My first instinct was to take the same approach as solving for the golden ratio:
if x = cos(cos(cos......
then x = cos(x)
because it's infinite, it contains itself.
then just rewrite cos(x) in terms of e, and you get about 0.74 like you said.
The proof is interesting, it seems to me, geometrically speaking, that it basically says that if one function f grows slower than a given function g, then there must be an intersection where f = g
Bold guess: because cos(x) is always between 1 and -1, and cos(0)=1, it will get closer and closer to 1. But because cos(1)=0, it will be some point between 0 and 1. When x increases, cos(x) decreases and vice versa. So my guess is that the value is the solution to x=cos(x) which Wolframalpha tells is 0.739
Once you showed cos(x)=x, I realized how obvious that is. Of course if the function converge to anything, x_n=cos(x_n).
i think there's an other preety easier way to find the limit. Let cos(cos(cos(...)))=b. Then cos(b) would also be b, so there comes the conclusion that our limit is the sollution of the equation b=cos(b)

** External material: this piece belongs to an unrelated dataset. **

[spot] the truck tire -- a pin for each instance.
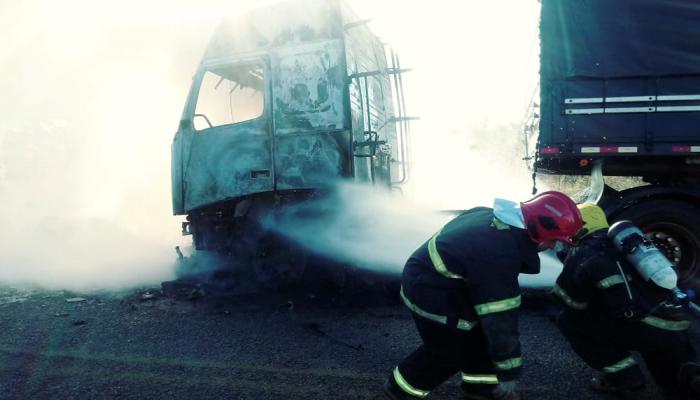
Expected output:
(674, 226)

Could we call the point at which cos(x)=x the “cosine functional identity”? That’s a term I just came up with that I think makes sense
Does the fixed point theorem have anything to do with steady state distributions with markov chains? It sounds similar
Maybe not immediately, but there are LOTS of various fixed point theorems and indeed a bunch of them can transfer theorems between discrete and continuous worlds
this plot is called cobweb plot...I have explained this in my paper regarding fixed point iteration while solving finite squarewell problem in QM
There is a nice approximation, x ≈ 2*π/17, and regular 17-gon is classically constructible.
The problem is interesting but I dont think it's what most people think about when you ask them about infinite cosinus. Something more intuitive could be the question what the limes of a*cos(a*cos(... a*cos(x))...) is for different x and a.
From what I can tell there were some funny periodic behaviours for different combinations of x and a.
I think I vaguely remember there also being an unstable fixed point at -0.739 but as it's unstable, entering anything even just slightly off will lead back to +0.739?
Very nice video really enjoyed it! I’m glad that Jerrod Smith referred me to this channel!